Very special thanks are due to Rachel Murphy and Nathan Alexander for their essential aid in building, clarifying, and strengthening my English writing. I know that without their patient competence and friendly help this book would never have been completed.

Finally. An academic career means, all too frequently, a prolonged existential and professional precariousness. Thanks to the one who has shared this with me from the very start – “porto quieto e riposo.”

***

This book partially builds on previously published research results, which have been thoroughly revised, expanded, and rewritten.

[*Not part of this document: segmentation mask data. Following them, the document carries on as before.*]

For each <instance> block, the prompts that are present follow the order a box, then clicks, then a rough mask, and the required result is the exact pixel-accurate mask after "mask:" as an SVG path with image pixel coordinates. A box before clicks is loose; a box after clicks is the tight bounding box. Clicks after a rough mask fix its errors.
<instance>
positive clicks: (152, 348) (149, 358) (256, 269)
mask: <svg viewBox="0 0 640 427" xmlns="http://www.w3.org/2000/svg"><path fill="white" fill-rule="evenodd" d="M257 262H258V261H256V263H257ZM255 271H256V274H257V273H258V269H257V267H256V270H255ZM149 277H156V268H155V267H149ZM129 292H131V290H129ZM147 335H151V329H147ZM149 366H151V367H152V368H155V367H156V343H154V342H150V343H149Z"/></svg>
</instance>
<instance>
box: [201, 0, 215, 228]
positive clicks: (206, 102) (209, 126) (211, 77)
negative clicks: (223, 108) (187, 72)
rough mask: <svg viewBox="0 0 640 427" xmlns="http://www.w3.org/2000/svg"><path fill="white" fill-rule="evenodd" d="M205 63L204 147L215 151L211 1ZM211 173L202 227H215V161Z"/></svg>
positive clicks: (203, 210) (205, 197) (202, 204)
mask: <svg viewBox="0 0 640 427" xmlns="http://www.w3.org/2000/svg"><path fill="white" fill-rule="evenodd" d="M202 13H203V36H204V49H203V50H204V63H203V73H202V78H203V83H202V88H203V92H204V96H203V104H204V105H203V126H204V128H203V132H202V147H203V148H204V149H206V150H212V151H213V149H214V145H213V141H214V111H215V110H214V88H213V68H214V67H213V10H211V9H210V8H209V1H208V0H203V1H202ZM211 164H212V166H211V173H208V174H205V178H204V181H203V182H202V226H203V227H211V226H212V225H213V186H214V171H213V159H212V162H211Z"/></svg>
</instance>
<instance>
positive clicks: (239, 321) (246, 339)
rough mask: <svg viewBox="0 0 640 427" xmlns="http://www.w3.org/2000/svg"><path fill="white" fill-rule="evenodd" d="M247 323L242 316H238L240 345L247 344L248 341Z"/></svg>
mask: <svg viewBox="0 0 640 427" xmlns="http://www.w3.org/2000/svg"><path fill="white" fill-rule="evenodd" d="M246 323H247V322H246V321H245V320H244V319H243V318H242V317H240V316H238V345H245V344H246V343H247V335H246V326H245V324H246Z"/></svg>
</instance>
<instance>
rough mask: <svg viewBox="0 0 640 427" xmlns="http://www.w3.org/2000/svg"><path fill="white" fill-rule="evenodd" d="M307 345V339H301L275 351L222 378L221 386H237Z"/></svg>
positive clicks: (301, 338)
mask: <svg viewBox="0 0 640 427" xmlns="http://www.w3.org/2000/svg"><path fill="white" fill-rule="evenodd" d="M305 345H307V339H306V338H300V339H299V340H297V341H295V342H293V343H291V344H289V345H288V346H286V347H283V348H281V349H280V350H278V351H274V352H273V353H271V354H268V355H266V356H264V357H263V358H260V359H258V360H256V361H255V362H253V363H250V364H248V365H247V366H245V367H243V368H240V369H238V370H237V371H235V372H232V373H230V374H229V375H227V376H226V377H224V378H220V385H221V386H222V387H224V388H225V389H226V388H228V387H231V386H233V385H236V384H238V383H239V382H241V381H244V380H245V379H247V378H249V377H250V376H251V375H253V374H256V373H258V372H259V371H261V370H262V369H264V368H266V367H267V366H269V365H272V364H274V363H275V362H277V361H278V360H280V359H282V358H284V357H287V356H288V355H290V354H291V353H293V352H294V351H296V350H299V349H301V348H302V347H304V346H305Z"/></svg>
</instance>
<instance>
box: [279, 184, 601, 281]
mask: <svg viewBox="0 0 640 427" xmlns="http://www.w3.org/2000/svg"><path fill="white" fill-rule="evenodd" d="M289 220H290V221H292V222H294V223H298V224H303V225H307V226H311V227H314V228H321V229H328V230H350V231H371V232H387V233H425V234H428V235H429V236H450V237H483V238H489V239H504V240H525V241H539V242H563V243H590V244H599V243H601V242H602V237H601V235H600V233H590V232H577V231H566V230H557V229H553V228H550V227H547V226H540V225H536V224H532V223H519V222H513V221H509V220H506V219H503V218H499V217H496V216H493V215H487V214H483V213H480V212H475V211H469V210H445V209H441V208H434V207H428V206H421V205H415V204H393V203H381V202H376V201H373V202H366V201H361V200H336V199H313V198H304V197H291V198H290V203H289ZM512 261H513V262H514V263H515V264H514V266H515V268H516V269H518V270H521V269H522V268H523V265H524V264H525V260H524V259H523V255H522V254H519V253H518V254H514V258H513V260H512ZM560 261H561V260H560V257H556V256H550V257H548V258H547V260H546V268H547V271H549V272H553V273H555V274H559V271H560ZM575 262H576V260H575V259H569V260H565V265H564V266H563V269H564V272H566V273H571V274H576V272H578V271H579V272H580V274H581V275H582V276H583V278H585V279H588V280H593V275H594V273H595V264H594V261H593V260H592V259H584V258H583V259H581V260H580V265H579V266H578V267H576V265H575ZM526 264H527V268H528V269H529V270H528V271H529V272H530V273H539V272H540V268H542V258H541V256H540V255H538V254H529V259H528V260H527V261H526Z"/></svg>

A first version of part of this research was presented in my book, Il lavoro come professione: Una storia della professionalità tra etica e politica (Roma: Aracne, 2016). Chapter 3 draws on previously published articles: “The Latin Roots of ‘Profession’: Metamorphoses of the Concept in Law and Theology from Ancient Rome to the Middle Ages,” History of Political Thought 38, no. 4 (Exeter: Imprint Academic, 2017): 603-22; and, for §3.3, “Towards a Spiritual Empire: The Christian Exegesis of the Universal Census at the Time of Jesus’s Birth,” in The Church and Empire, eds. S.J. Brown, C. Methuen, and A. Spicer. Studies in Church History 54 (Cambridge: Cambridge University Press, 2018), 16-30. §4.6.1 elaborates on the analysis I carried out in “Shaping the Profession: Some Thoughts on Office, Duty, and the Moral Problematisation of Professional Activities in the Counter-Reformation,” Journal of Early Modern Christianity 7 (Berlin: De Gruyter, 2020): 177-200.

I thank the publishers for permission to adapt and reproduce some passages from these texts.